Fiduciary Duties a review by the Law Commission – an NAPF response January 2014
Fiduciary Duties a review by the Law Commission – an NAPF response January 2014

The NAPF believes that the fiduciary duties of trustees of pension funds are well understood and the law as currently understood is sufficiently permissive to allow consideration of wider factors when making investment decisions. In addition, the NAPF believes that that the apprehension concerning contract-based schemes could be addressed more directly through clear standards of conduct applicable to employers and providers in those areas in which they exercise discretion.   In its response to the Law Commission the NAPF explains that:

  • Trustees understand that their duty is to act in the best interests of members, these interests are not general interests, but rather relate to the purpose for which the trust was created.
  • The current law is appropriately permissive to enable trustees to incorporate environmental, social and governance (ESG) factors within their investments where these are financially material. In the case of most pension funds the consideration of ESG factors and the activities associated with stewardship are delegated to their investment managers who owe a duty of care to their clients to adequately consider issues and undertake such actions as appropriate to the investment strategy.

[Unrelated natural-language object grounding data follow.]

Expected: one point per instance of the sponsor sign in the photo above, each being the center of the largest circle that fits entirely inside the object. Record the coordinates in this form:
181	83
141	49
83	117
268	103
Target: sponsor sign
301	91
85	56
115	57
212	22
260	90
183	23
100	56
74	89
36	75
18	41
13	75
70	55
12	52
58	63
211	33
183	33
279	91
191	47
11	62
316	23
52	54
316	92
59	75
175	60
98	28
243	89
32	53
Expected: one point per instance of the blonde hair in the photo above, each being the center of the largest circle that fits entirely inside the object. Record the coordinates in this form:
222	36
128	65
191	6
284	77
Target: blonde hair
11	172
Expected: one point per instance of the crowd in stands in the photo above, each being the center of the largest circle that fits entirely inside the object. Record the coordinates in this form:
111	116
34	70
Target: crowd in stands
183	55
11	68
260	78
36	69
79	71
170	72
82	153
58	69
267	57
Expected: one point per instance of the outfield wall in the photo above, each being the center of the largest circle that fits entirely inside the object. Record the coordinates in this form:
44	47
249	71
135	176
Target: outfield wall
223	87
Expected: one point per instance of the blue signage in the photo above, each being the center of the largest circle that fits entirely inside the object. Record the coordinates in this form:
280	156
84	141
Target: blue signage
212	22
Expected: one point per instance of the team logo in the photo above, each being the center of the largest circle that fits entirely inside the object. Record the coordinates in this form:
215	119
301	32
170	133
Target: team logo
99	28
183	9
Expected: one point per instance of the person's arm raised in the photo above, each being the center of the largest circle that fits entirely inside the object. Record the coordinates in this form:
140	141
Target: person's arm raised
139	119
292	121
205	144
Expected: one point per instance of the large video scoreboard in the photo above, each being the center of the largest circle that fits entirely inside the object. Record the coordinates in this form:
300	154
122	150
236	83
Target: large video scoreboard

  • Employers, as the ultimate decision makers in appointing workplace pension schemes, should be given the obligation to put in place a governance arrangement to support the interests of pension savers.
  • If Independent Governance Committees are formed, they should be constituted primarily to act on behalf of employers, who as the purchasers are the actors that should have responsibility for bringing in pension arrangements that offer value for money and also have the most influence over the provider. The employers will be best placed to see that the providers deliver what is promised, and, on the whole, they will have more resources to devote to overseeing the investment and service arrangements. Then the chain of accountability from saver through to their investment managers would be much clearer and the relevant duties, of each party would be better aligned.